Sleep Breath 2001; 05(2): 071-078
DOI: 10.1055/s-2001-15797

Copyright © 2001 by Thieme Medical Publishers, Inc., 333 Seventh Avenue, New York, NY 10001, USA. Tel.: +1(212) 584-4662

Cervical Positioning for Reduction of Sleep-Disordered Breathing in Mild-to-Moderate OSAS

Clete A. Kushida, Candida M. Sherrill, Seung C. Hong, Luciana Palombini, Pamela Hyde, William C. Dement
  • Stanford University Sleep Disorders Clinic, Stanford, California
Further Information

Publication History

Publication Date:
31 December 2001 (online)


The objective of this study was to assess whether cervical positioning could improve mild to moderate cases of the obstructive sleep apnea syndrome (OSAS). Eighteen subjects recruited from a tertiary sleep disorders clinic population with mild to moderate cases of OSAS were evaluated using a custom-fitted cervical pillow designed to increase upper airway caliber by promoting head extension. The subjects used their usual pillows during two consecutive recorded baseline nights in our laboratory. They then used the cervical pillow for 5 days at home and returned for 2 consecutive recorded nights at our laboratory to use the cervical pillow. During the nights in our laboratory, the subjects completed questionnaires, were videotaped to record head and body position, and had full polysomnography. The subjects had a significant trend toward improvement in their respiratory disturbance indices with use of the cervical pillow, despite spending more time in the supine position and having similar amounts of REM sleep in the baseline and experimental conditions.

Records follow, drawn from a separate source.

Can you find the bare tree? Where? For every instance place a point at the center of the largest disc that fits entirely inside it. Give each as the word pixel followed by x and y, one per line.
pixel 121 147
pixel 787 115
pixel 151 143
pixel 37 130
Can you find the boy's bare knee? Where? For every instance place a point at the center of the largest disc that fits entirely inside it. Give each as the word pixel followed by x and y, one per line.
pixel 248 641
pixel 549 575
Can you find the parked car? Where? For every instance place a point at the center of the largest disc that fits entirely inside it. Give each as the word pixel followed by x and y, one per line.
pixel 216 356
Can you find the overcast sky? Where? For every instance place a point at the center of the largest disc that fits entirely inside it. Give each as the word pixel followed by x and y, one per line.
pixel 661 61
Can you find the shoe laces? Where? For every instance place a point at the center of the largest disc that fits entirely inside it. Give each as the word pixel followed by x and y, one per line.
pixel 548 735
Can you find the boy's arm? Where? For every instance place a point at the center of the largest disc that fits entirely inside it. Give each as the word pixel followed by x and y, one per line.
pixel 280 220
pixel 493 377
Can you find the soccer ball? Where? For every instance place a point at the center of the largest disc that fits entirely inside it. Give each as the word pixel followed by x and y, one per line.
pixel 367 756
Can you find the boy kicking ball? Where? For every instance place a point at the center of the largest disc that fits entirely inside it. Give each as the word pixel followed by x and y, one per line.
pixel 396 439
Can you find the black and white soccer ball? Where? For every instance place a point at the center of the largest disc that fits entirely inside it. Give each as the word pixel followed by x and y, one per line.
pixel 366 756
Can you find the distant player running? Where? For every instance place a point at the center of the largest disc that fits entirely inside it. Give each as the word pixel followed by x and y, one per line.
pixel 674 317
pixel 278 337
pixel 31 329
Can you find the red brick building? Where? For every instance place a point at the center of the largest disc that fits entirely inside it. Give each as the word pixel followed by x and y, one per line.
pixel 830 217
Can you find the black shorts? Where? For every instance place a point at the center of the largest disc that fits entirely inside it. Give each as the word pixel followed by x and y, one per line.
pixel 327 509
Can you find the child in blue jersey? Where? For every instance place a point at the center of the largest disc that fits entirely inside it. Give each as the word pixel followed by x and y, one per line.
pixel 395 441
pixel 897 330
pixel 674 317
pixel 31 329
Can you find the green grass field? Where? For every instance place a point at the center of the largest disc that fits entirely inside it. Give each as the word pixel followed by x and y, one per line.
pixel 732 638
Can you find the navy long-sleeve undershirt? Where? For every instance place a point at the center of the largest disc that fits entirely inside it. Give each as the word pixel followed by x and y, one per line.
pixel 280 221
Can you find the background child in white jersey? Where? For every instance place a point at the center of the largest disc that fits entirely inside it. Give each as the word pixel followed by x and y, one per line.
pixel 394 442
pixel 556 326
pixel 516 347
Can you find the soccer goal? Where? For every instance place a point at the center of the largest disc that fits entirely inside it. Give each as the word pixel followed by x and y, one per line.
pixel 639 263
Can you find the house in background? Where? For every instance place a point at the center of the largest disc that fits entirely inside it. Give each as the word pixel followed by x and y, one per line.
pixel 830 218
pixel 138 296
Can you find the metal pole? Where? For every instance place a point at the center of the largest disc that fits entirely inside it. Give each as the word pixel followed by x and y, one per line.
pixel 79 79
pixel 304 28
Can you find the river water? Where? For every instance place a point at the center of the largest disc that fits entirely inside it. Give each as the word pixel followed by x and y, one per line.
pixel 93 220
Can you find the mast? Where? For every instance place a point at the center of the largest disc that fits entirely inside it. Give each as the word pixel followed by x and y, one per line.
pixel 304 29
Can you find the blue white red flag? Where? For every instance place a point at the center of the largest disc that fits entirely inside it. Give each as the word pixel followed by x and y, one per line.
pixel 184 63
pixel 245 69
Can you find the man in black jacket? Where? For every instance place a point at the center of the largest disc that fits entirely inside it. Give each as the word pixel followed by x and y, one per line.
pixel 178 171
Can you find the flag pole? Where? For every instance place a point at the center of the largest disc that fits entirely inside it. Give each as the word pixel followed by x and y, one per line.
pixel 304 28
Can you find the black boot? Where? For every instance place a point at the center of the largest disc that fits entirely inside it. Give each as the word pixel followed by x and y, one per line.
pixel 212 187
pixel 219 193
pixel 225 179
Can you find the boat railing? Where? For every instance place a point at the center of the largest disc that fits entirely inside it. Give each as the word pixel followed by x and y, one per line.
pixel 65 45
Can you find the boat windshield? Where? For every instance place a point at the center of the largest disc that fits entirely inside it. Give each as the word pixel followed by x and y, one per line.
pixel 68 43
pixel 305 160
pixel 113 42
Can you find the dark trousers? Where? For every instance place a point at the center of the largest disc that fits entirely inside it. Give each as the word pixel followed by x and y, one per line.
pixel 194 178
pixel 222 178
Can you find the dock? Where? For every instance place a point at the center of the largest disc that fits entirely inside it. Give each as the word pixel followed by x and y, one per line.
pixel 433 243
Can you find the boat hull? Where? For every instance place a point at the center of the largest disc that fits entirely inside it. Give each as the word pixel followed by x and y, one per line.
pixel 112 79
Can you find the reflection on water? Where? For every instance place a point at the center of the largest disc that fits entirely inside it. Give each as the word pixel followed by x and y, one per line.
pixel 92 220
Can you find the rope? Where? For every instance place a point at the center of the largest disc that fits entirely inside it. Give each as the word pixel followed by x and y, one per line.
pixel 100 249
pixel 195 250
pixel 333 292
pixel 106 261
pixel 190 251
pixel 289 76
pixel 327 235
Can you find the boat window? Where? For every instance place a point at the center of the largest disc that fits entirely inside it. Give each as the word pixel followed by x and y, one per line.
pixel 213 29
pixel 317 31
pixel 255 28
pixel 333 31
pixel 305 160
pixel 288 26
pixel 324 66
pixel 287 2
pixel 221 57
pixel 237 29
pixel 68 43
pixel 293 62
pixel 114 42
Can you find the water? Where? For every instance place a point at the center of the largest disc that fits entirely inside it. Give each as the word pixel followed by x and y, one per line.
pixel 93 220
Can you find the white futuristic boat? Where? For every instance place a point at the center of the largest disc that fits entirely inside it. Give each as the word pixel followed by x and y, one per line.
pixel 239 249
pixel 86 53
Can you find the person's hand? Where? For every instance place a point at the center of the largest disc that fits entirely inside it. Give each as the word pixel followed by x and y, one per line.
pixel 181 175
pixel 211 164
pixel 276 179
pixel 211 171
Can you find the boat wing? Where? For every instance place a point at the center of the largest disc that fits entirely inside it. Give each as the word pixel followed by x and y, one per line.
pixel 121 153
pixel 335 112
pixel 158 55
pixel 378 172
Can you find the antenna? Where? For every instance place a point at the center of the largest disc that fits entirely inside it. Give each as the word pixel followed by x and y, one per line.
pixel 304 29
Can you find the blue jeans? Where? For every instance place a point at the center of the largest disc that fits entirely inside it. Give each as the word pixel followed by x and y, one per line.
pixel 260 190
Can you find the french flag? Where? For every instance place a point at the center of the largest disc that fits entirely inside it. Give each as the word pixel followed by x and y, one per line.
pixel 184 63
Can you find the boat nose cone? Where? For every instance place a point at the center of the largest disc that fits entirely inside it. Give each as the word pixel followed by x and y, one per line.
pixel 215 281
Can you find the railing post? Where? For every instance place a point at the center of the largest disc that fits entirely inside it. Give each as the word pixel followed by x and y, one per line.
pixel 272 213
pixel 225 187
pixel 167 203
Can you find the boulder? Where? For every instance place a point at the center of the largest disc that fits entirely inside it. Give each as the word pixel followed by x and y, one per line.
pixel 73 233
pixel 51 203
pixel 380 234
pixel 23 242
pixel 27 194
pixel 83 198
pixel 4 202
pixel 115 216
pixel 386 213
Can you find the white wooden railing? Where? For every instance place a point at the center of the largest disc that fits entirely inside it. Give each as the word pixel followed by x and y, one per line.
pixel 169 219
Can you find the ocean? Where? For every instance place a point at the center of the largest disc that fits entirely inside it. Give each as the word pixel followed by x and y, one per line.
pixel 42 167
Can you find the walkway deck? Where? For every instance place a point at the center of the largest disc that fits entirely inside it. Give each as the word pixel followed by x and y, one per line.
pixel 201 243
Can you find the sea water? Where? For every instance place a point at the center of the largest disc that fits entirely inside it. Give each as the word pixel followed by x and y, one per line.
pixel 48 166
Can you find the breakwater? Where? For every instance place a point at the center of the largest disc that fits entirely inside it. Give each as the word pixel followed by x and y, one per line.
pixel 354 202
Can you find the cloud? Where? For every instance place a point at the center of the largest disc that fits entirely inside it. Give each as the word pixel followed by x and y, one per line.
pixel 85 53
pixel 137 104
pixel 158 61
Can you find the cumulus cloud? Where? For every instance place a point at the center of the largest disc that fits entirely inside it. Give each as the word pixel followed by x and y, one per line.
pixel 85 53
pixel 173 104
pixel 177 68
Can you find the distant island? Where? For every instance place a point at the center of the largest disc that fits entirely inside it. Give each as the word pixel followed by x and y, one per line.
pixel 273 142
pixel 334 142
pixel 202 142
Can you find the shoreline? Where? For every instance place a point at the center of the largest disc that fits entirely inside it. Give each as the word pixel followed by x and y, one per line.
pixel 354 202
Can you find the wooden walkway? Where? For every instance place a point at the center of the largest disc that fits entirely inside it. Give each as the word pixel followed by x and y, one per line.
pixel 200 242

They also had nonsignificant trends toward improvements in their sleep efficiency and subjective depth of their sleep as well as significantly fewer arousals and awakenings in the experimental compared with the baseline condition. We propose that cervical positioning (i.e., head extension) with a custom-fitted cervical pillow provides a simple, noninvasive, and comfortable means of reducing sleep-disordered breathing in patients with mild to moderate OSAS.